異変
赤木は、学校へ行かずに、いつもと違う駅で降りた。階段を上って地上に出ると、秋晴れの空が眩しく見えた。
細い坂道を上り、わき道を通り抜けると、高い塀に囲まれた金属製の門扉があった。門を出入りする人の姿はまばらである。赤木は、中学校の制服を着たまま、ためらうことなく門の中へ入っていった。
門の内側には、濃い緑の大木の間に、赤レンガからなる建物が散在していた。
道行く人々は、赤木に目を留めることなく、一様に深刻な顔をして歩き過ぎる。そのほとんどが男性である。
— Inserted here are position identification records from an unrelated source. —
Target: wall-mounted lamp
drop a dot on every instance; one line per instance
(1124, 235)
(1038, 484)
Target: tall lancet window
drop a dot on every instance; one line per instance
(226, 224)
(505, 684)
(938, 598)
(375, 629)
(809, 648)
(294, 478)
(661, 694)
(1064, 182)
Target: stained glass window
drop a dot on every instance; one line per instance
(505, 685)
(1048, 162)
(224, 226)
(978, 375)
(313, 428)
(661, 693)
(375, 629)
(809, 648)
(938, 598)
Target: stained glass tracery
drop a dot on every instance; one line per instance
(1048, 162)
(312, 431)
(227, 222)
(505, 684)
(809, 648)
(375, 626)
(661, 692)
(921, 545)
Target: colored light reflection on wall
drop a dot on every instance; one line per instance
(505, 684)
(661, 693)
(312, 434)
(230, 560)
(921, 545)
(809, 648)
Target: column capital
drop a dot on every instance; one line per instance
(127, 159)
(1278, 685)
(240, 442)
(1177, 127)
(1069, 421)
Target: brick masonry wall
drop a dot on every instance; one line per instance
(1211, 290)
建物の壁や大きな木には、ところどころに、勢いのある筆書きのビラが張られていた。
しばらく歩くと、ひときわ大きなレンガ造りの建物があった。中央の塔の部分に、時計が嵌めこまれている。ちょうど九時だった。
赤木は、時計台のある建物を背にして、立ち止まった。
正面には芝生の広場があり、赤レンガの建物を従えた銀杏並木が真っ直ぐ伸びている。並木の先には、江戸時代に造られたという、立派な木製の門が開いていた。辺りに人の気配は、ほとんどない。
「兄さん」
思わず声が漏れて、赤木は口を押さえながら、きょろきょろと辺りを見まわした。赤木の前方に、桜で囲まれた池がある。僅かに黄色く染まった葉が紛れる木々の間から、男が一人出てきた。
白い顔が、赤木に向けられる。
一瞬の後、男は銀杏並木の方へ、足早に去っていった。赤木の声は聞こえていなかった様子である。
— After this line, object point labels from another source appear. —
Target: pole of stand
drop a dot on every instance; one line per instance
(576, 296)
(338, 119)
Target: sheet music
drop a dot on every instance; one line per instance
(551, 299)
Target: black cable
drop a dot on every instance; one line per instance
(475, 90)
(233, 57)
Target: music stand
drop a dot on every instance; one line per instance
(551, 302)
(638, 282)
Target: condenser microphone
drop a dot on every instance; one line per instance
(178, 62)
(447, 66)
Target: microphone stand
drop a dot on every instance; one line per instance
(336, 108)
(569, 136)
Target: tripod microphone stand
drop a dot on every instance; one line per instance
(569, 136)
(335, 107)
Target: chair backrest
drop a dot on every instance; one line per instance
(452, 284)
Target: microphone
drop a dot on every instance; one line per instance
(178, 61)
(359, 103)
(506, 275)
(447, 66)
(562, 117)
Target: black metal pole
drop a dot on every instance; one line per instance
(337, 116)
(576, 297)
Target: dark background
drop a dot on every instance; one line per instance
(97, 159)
ほっとして一息つく。今しがた、男が出てきた池へ足を向けた。
赤木の身体が、硬直した。
行っては、いけない。
何かが、赤木にそう告げている。
赤木は、尚も池に近付こうとした。踏み出した足は、意思とは逆の方向を向いている。
何かの力に逆らって、もう片方の足を、池に向かって踏み出した。赤木の身体が反転して、池を背にする状態になった。
背中に冷や水を浴びせられた気がした。全身に鳥肌が立ち、髪が太くなる心地がする。
「だめだっ」
もう、我慢の限界だった。
池に近付くことへの嫌悪感に負け、赤木は一心に走り出した。
時計台の脇の坂を下りきったところで、赤木は背中に受けた衝撃で、吹き飛ばされた。
木の葉が風に乗って赤木を打つ。身体を丸めて何回転かした後に、赤木はやっと起き上がった。
本能のまま、後も見ずに走り出す。
バスも通る大通りに出た。通りかかった人達が、何事かと集まってきている。赤木は人目を引くのも構わずに走った。走りながら、一度だけ池のあった方を見た。足が止まりそうになった。
光の壁が出来ていた。
しかし、その光は、どういう訳か、暗いのであった。